See this post for some more info -

http://swiftcraftymonkey.blogspot.co.uk ... ctant.html

The above website contains some very good tutorials on making lotion.


----------



## Pepper (Mar 26, 2012)

Thanks for that.  I'll make sure I only make a small amount, and use it within a few days.    I'll have to do it, because I'm one of those people who loves to experiment.  I don't mind if things don't turn out properly, as I only make them for myself, but sometimes I just HAVE to do it :!:


----------



## retmcp (Mar 26, 2012)

*Honey in lotion*

Hello, I use a small amount of honey in one of my lotions and it is my most stable and my most favourite to use. A lot of people think it will be sticky but it is smooth and beautiful, with a touch of honey aroma.


----------



## Pepper (Mar 26, 2012)

Thanks retmcp.  I've often found conflicting information regarding lotions and soapmaking.  I think we all have our own ideas of how things are done, and just because they're different, doesn't mean they're wrong, or they won't work.  Glad to know you've found honey a good addition.  Thanks again.


----------



## itunu (Mar 26, 2012)

Yes there is a lot of conflicting information on lotions etc so it's so important to get your info from a good source.

Swiftcraftymonkey is generally considered a good, reliable source of info - her blog is brilliant and well respected.

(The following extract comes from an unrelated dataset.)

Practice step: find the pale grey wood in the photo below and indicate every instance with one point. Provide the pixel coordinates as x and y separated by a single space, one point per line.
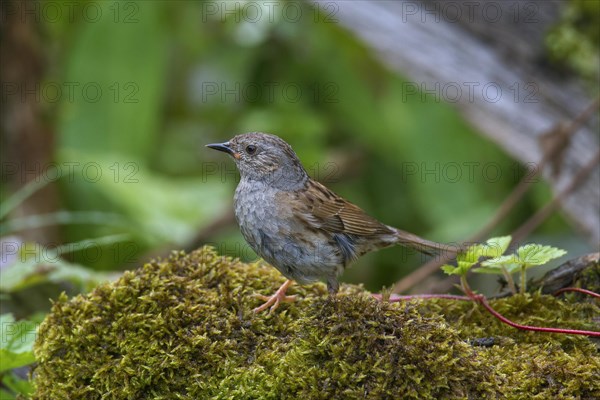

http://www.thedishforum.com is another good forum for bath & body - Swift is a regular there.


----------



## retmcp (Mar 26, 2012)

I had a peek at your blog and see you know Aussie Soaps over there in WA. The honey in lotion recipe comes from their book and they suggest 5%. regards Loretta


----------



## Pepper (Mar 26, 2012)

Thanks Loretta.   I didn't think to look at Aussie's on site recipes.   Everyone on this forum is so helpful, you know you'll always get a reply to whatever you want to know.  
Thanks again everyone.


----------



## AndreaBianchi (Mar 27, 2012)

I have tried several creams on liquid lotions and they came out OK, but their shelf life was pretty short unless you added quite a bit of preservative. I switched to a Shea butter,cocoa butter,almond oil,beeswax formula for lotion bars that works really well, lasts a really long time and is easy to store. It will be a nice lotion with plain coconut oil (if it's virgin it's even better, you will have some of that gorgeous smell too!). Then you can play around and substitute with all kinds of oils and butters . I was afraid in the beginning that I might ruin the cream if I did not use the exact ingredients, but I have learned better.

Regards,
Andrea


----------



## MychelleC (Mar 28, 2012)

I think honey can be nice at 3%, but I will say that the only lotion I have ever had turn moldy had 5% honey in it.  It went fast and it was well-preserved.  I use glycerin and honeyquat instead.  But I understand the need to experiment!


----------



## Mellifera (Apr 5, 2012)

A little honey in a recipe with no water is ok. But, speaking as a beekeeper, water is the enemy of honey. Honey, by itself, in a closed jar will not spoil or mold. It's slightly acidic, and has some natural peroxide in it, snd the low moisture content doesn't allow beasties to grow. 

However, add water to honey (or leave it uncapped, so that it draws water to itself), and the yeasts which are ever present in the atmosphere will have a chance to grow, and voila! Mead! or funk, depending. 

So a little honey in an anhydrous solution = ok, but honey +water = funk.


----------



## Guest (Jul 1, 2012)

*Re:*



			
				judymoody said:
			
		

> It will be more difficult to preserve if you use honey.  If you try it, I'd keep it to a small %
> 
> I haven't used it in lotion for that reason.  But there's a legendary lotion recipe on the web that uses honey and apple cider vinegar that people rave over.



Got a link to that lotion Judy?  Im quite curious.


----------



## judymoody (Jul 1, 2012)

*Re: Re:*



			
				whs said:
			
		

> judymoody said:
> 
> 
> 
> ...



It's called Bandi's OOH lotion and there has been a lot of discussion of it on the Dish forum over the years.  I hesitate to provide a link because it's not my recipe.  The Dish is down for maintenance right now but when it's back, I imagine it would be pretty easy to find.  It's a pretty simple formulation that uses olive oil, honey, water, emulsifier, and either ACV or citric acid.


----------



## Guest (Jul 1, 2012)

thank you for the info.  ill keep an eye out for it.


----------



## paillo (Jul 8, 2012)

i too use honeyquat instead of honey. it's a lovely humectant and i don't have to worry about spoilage. i also always use a preservative in lotions and creams. currently i'm trying neodefend but will go back to the tried and true if it fails...


----------



## Seventeen Soaps (Jul 9, 2012)

Would using honey powder make it any different to using liquid honey??   I seem to remember years ago making a lotion that included honey powder... I can't remember what it was like though.


----------